The Correct Option is C

Let the amount of mixture released each time be \( x \) litres. The total volume of the cylinder is 8 litres, and initially, the oxygen content is 16% of the total volume. Therefore, the initial volume of oxygen is: \[ \text{Initial oxygen volume} = \frac{16}{100} \times 8 = 1.28 \text{ litres} \] When \( x \) litres of the mixture is released, the volume of oxygen is reduced, and an equal amount of nitrogen is added. After the first replacement, the volume of oxygen left is: \[ \text{Oxygen volume after first replacement} = \left( 1 - \frac{x}{8} \right) \times 1.28 \] Now, the same amount of the mixture is removed again.
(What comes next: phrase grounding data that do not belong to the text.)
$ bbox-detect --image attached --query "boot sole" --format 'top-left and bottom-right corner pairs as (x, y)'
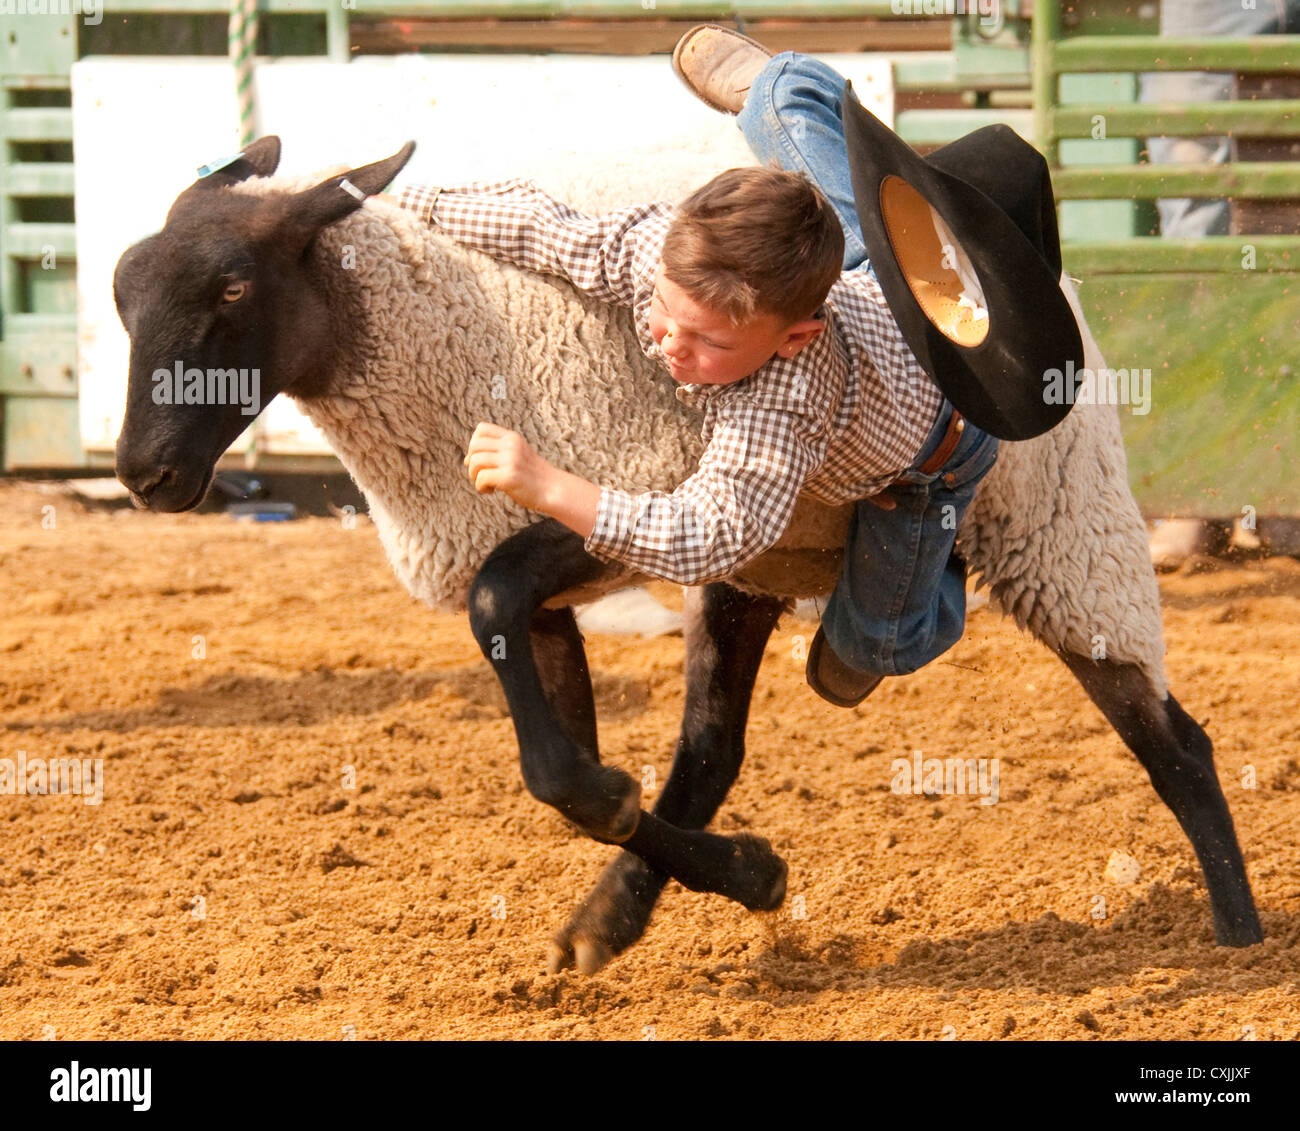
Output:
(806, 626), (882, 708)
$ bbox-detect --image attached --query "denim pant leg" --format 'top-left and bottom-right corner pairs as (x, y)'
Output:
(819, 402), (1000, 677)
(736, 52), (873, 273)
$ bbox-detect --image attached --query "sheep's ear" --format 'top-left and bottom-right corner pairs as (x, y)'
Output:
(220, 136), (283, 182)
(166, 136), (284, 223)
(285, 141), (417, 248)
(188, 136), (282, 191)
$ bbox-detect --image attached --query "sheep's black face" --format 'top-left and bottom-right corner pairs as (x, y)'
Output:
(113, 134), (415, 512)
(113, 218), (281, 512)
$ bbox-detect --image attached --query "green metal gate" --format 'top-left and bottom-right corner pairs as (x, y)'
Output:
(1, 13), (79, 468)
(1033, 0), (1299, 515)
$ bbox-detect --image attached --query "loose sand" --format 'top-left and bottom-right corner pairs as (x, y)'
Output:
(1, 481), (1296, 1040)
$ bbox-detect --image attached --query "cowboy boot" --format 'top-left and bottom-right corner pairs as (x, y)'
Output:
(806, 625), (883, 708)
(671, 24), (774, 115)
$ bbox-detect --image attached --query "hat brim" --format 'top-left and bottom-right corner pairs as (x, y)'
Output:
(841, 83), (1085, 442)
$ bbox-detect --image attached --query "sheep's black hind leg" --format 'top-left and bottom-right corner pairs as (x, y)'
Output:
(550, 581), (787, 974)
(469, 521), (786, 915)
(1058, 652), (1263, 946)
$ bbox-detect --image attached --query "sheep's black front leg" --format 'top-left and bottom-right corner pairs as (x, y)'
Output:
(1058, 652), (1263, 946)
(469, 520), (640, 840)
(468, 521), (787, 920)
(549, 581), (787, 974)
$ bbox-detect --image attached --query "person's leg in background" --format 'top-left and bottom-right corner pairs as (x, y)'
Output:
(1142, 71), (1233, 238)
(736, 53), (874, 274)
(1140, 0), (1292, 237)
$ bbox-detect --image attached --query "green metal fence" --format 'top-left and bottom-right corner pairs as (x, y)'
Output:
(1, 15), (80, 469)
(1031, 0), (1298, 516)
(1034, 0), (1300, 275)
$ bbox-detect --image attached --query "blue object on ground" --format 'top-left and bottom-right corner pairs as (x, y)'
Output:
(227, 502), (297, 522)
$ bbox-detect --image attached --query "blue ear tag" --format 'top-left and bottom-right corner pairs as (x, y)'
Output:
(196, 153), (245, 178)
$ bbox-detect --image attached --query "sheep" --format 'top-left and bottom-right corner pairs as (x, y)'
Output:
(112, 137), (1262, 974)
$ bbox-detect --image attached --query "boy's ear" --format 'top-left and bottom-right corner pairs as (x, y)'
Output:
(778, 317), (826, 357)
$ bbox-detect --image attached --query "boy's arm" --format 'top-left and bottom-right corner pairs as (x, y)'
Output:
(460, 408), (821, 586)
(397, 178), (669, 307)
(577, 408), (821, 587)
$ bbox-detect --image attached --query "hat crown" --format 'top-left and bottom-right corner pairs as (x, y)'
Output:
(923, 125), (1064, 278)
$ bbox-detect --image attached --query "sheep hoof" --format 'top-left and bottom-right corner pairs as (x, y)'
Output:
(569, 764), (642, 844)
(604, 779), (643, 844)
(547, 853), (661, 976)
(547, 933), (616, 977)
(546, 937), (579, 976)
(728, 833), (788, 912)
(572, 937), (615, 976)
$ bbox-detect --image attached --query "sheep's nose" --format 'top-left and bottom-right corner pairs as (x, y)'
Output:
(117, 464), (174, 508)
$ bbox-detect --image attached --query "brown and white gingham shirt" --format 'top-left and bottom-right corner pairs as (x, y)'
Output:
(398, 179), (943, 586)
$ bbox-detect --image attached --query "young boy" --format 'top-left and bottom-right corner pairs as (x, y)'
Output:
(395, 28), (999, 707)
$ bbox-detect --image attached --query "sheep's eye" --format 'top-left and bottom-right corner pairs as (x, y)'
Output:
(222, 281), (248, 304)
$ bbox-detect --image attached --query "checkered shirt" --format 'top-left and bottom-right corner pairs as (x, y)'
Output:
(398, 178), (943, 586)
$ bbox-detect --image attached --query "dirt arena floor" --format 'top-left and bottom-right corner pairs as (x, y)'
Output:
(1, 479), (1297, 1041)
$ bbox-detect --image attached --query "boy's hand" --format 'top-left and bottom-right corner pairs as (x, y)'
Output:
(464, 422), (557, 512)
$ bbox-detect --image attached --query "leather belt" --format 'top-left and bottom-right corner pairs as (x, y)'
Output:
(864, 409), (966, 511)
(918, 409), (966, 475)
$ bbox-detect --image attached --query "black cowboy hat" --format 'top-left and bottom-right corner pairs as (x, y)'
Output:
(841, 81), (1085, 442)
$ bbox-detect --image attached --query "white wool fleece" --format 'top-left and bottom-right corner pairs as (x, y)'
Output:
(230, 167), (1166, 697)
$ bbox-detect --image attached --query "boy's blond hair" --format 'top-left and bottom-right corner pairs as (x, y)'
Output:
(661, 165), (845, 327)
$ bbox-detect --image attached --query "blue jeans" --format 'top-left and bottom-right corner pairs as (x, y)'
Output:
(737, 52), (876, 274)
(737, 53), (1000, 676)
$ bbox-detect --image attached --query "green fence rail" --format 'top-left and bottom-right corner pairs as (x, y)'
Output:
(1032, 0), (1300, 275)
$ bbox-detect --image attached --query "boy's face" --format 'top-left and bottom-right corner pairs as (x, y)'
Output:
(649, 262), (824, 386)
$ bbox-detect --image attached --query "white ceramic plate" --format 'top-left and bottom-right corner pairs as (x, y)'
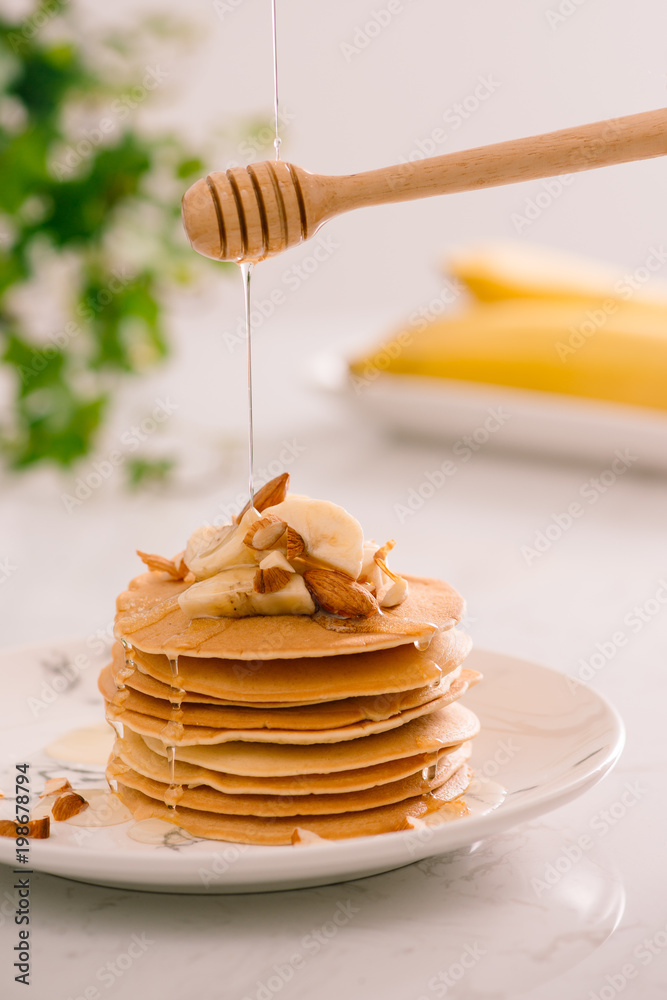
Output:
(0, 639), (623, 894)
(315, 355), (667, 470)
After the second replacement, the volume of oxygen is reduced further, and the volume of oxygen left becomes 9% of the total volume. Therefore: \[ \text{Final oxygen volume} = \frac{9}{100} \times 8 = 0.72 \text{ litres} \] Using the formula for the oxygen volume after both replacements, we get: \[ \left( 1 - \frac{x}{8} \right)^2 \times 1.28 = 0.72 \] Solving this equation: \[ \left( 1 - \frac{x}{8} \right)^2 = \frac{0.72}{1.28} = \frac{9}{16} \] \[ 1 - \frac{x}{8} = \frac{3}{4} \] \[ \frac{x}{8} = \frac{1}{4} \] \[ x = 2 \text{ litres} \] Thus, the amount of mixture released each time is \( 2 \) litres.